Musk 5 Steps Productivity and Thought on How to Become less Dumb and Delete enough
Step 1 — Make Requirement less Dumb
“Requirements from smart people are the most dangerous because people are less likely to question them. Always do so, even if the requirement came from me. Then make the requirements less dumb.”
Step 2 — Deleting it
“You may have to add [processes] back later. In fact, if you do not end up adding back at least 10% of them, then you didn’t delete enough.”
Thought on Step 1 & 2 : How to Become less Dumb and Delete enough
Literally delete it or replace it with something else that have the same result.
For example,
- You buy the ready meal so that you don’t have to cook at home.
- You don’t own a lot of thing so that you can let go the maintenance cost and upfront when you don’t need it.
- You buy the ready made software so that you don’t have to build something ground up.
- You use parts / services from the other company, so that you only have to do the integration.
- You outsource the service so that you don’t have fixed cost and management headache.
- You don’t provide tons of service so that you can focus then make the same or more revenue.
- You don’t support range of devices / customers so that you can have more time on the important segment.
Step 3 — Simplify and optimize
“A common mistake is to simplify and optimize a part or a process that should not exist.”
Step 4 — Accelerate cycle time
“Every process can be speeded up,”
“But only do this after you have followed the first three steps. In the Tesla factory, I mistakenly spent a lot of time accelerating processes that I later realized should have been deleted.”
The key here is “Cycle”.
The process is simplify and optimized into something you can do “Repeatedly” called “Cycle”.

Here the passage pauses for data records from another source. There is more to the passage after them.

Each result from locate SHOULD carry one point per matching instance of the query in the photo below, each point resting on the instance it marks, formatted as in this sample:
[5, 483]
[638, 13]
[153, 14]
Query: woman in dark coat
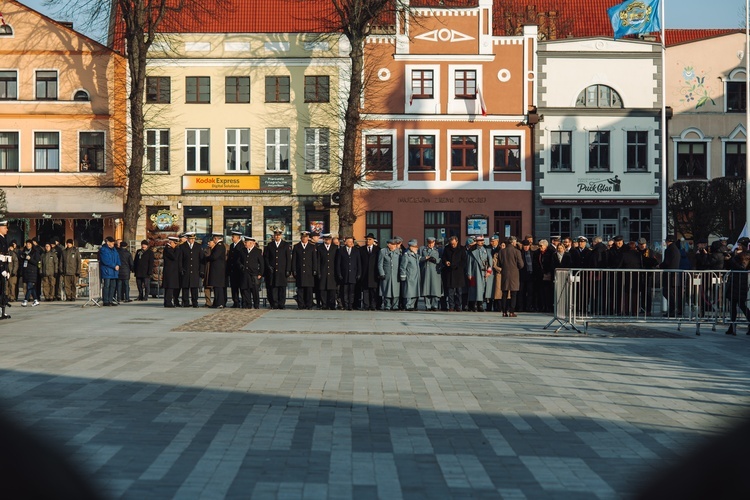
[171, 273]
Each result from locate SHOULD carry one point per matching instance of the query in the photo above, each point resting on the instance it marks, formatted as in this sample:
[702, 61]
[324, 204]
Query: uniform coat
[454, 276]
[217, 266]
[388, 268]
[190, 265]
[304, 264]
[430, 263]
[511, 261]
[479, 261]
[278, 263]
[327, 267]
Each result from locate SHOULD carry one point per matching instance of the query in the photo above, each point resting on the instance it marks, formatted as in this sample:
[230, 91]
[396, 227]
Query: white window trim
[733, 137]
[461, 106]
[198, 147]
[394, 144]
[317, 145]
[277, 161]
[521, 145]
[20, 151]
[430, 106]
[78, 150]
[60, 151]
[480, 164]
[737, 75]
[410, 132]
[238, 144]
[689, 135]
[158, 146]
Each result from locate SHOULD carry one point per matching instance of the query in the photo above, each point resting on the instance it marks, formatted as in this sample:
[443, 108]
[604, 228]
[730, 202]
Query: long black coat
[143, 264]
[304, 264]
[369, 266]
[171, 274]
[348, 269]
[327, 267]
[217, 266]
[252, 265]
[278, 260]
[454, 276]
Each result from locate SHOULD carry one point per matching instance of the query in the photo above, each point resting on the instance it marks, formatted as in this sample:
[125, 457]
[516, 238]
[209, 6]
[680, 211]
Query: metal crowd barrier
[583, 296]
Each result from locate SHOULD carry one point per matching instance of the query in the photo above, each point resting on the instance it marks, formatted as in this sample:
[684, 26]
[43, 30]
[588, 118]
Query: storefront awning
[64, 202]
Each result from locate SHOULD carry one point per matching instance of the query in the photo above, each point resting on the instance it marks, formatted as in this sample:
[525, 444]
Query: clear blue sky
[679, 13]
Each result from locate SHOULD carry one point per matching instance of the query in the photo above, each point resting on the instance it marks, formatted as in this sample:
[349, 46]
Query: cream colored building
[243, 133]
[62, 129]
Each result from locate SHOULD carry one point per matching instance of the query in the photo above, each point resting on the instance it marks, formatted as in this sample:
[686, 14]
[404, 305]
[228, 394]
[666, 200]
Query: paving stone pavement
[184, 403]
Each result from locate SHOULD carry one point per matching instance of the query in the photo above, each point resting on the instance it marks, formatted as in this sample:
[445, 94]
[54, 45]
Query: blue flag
[635, 17]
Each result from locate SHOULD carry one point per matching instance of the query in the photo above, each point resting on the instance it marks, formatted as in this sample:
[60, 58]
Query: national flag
[481, 102]
[635, 17]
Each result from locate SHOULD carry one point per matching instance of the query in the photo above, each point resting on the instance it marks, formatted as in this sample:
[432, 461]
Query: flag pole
[664, 225]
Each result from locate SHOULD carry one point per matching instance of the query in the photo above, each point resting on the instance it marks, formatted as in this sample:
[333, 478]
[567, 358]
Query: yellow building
[62, 129]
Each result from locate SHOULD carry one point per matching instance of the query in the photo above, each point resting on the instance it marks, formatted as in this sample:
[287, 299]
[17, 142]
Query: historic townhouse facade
[62, 129]
[445, 143]
[599, 142]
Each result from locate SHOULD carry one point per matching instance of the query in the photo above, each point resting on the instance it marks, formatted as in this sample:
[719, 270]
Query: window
[198, 89]
[466, 84]
[277, 89]
[442, 225]
[464, 152]
[379, 153]
[507, 153]
[599, 96]
[238, 150]
[316, 88]
[640, 224]
[691, 160]
[736, 97]
[599, 151]
[47, 151]
[157, 150]
[158, 89]
[316, 149]
[91, 151]
[734, 159]
[560, 151]
[277, 149]
[198, 149]
[237, 89]
[422, 84]
[421, 152]
[8, 85]
[9, 151]
[380, 224]
[46, 85]
[559, 221]
[637, 151]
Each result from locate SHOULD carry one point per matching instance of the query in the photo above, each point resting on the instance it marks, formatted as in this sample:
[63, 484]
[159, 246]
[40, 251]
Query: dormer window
[599, 96]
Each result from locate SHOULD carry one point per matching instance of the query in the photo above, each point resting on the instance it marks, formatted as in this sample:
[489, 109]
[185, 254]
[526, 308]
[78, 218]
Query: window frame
[200, 84]
[158, 149]
[199, 147]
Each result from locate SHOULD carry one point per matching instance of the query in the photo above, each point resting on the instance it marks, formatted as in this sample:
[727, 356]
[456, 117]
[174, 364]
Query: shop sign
[237, 184]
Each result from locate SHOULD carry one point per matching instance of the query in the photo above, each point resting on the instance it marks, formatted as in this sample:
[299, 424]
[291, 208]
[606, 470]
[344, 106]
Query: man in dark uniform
[251, 260]
[5, 261]
[171, 272]
[190, 263]
[234, 268]
[305, 269]
[370, 283]
[217, 270]
[327, 272]
[278, 263]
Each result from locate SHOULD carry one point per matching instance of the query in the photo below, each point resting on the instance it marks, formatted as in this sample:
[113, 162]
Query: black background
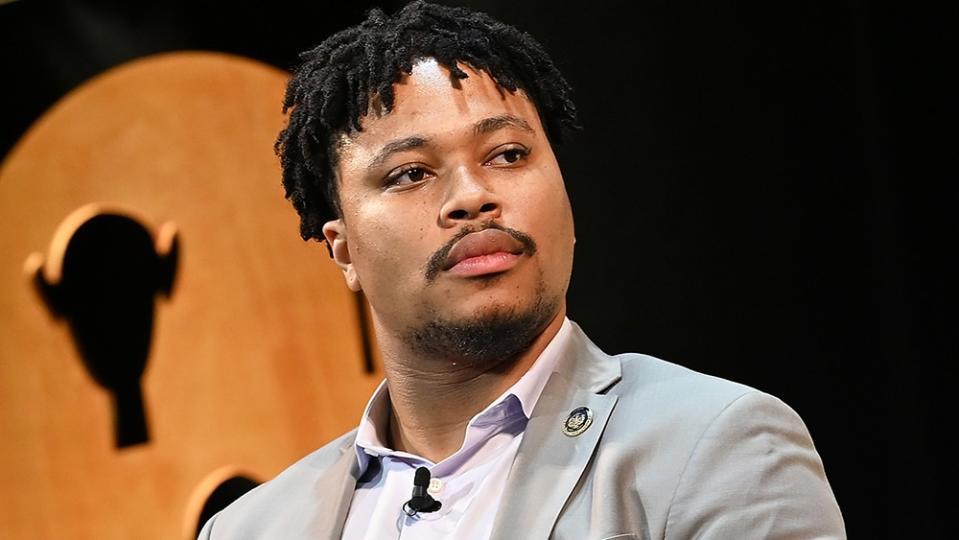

Only if the process is structured enough, it can be accelerated like cycling left, right, left, right …
Simple enough to delegated to someone without much context.
Optimized enough to have only few “Structured” steps
Step 5 — Automate
“Automate comes last. The big mistake was that I began by trying to automate every step. We should have waited until all the requirements had been questioned, parts and processes deleted, and the bugs were shaken out.”